Examples of Business Costs:
Raw materials and components.
Inventory from suppliers.
Rent or mortgage payments.
Insurance payments.
Salaries and wages.
Utility bills.
1. Fixed Costs
Definition: Costs that don’t change with output.
Examples: Rent, insurance premiums, machinery leasing, management salaries.
2. Variable Costs
Definition: Costs that vary with output.
Examples: Raw materials, sales commission, production wages.
Total Cost of Production
Formula: TC = TFC + TVC.
Average Costs
Definition: Cost per unit of output.
Formula: AC = TC ÷ Q.
3. Direct Costs
Definition: Costs directly linked to goods/services.
Types: Variable and fixed costs associated with production.
4. Indirect (Overhead) Costs
Definition: Costs not easily linked to specific outputs.
Examples: Rent, administrative salaries, utility bills.
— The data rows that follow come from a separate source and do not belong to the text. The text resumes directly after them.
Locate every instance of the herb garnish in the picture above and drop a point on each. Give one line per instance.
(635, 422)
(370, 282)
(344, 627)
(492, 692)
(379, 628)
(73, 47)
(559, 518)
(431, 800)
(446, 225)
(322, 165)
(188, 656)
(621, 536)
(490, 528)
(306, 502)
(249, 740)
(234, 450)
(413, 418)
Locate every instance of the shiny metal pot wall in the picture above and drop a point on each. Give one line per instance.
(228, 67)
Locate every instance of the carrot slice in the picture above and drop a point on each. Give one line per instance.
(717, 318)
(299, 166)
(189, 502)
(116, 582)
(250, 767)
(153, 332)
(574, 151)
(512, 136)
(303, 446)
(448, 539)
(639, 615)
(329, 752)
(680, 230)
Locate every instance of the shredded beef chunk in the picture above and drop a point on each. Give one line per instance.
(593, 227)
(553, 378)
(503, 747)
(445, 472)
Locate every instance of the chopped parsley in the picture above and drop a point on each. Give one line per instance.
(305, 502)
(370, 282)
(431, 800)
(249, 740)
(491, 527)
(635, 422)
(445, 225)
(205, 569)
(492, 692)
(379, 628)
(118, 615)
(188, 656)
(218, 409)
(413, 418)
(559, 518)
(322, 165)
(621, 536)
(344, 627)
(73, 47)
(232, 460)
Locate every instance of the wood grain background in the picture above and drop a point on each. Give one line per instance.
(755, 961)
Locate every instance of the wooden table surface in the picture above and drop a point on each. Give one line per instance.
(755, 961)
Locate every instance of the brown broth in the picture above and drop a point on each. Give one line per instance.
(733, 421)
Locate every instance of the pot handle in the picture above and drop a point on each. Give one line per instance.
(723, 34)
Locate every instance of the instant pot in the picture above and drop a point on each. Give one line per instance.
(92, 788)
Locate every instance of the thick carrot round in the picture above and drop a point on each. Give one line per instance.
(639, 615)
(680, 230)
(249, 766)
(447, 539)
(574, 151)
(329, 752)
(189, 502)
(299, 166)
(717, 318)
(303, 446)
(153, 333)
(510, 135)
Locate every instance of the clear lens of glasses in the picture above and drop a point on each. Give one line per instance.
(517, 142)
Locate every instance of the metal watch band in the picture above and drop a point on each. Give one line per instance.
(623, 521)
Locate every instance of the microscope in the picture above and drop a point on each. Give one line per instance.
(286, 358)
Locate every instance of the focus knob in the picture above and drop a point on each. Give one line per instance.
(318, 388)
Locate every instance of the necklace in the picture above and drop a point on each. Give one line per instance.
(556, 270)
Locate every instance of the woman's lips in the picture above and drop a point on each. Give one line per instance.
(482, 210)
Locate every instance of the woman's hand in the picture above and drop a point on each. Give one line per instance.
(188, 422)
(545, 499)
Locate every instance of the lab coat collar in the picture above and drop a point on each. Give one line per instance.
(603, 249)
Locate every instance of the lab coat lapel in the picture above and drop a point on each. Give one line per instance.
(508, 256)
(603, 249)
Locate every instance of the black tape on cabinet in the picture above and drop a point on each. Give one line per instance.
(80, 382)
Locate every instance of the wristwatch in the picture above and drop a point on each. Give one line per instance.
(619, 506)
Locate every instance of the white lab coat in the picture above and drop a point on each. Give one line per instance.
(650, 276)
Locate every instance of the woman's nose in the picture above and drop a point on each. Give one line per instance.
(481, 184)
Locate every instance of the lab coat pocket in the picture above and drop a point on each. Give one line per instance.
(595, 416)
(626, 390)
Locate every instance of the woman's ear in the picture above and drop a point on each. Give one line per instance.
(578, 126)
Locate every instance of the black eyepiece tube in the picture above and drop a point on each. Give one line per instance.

Total Revenue & Revenue Streams
Revenue: Money from sales.
Revenue Streams: Different sources like fees, royalties, merchandise, etc.
Total Revenue (TR)
Formula: TR = P × Q.
Example: 100 plots at $45 each = $4500.
Average Revenue (AR)
Definition: Revenue per unit sold.
Relationship: AR = TR ÷ Q = Price per unit.
Revenue vs. Profit
Profit Formula: Profit = Total Revenue – Total Costs.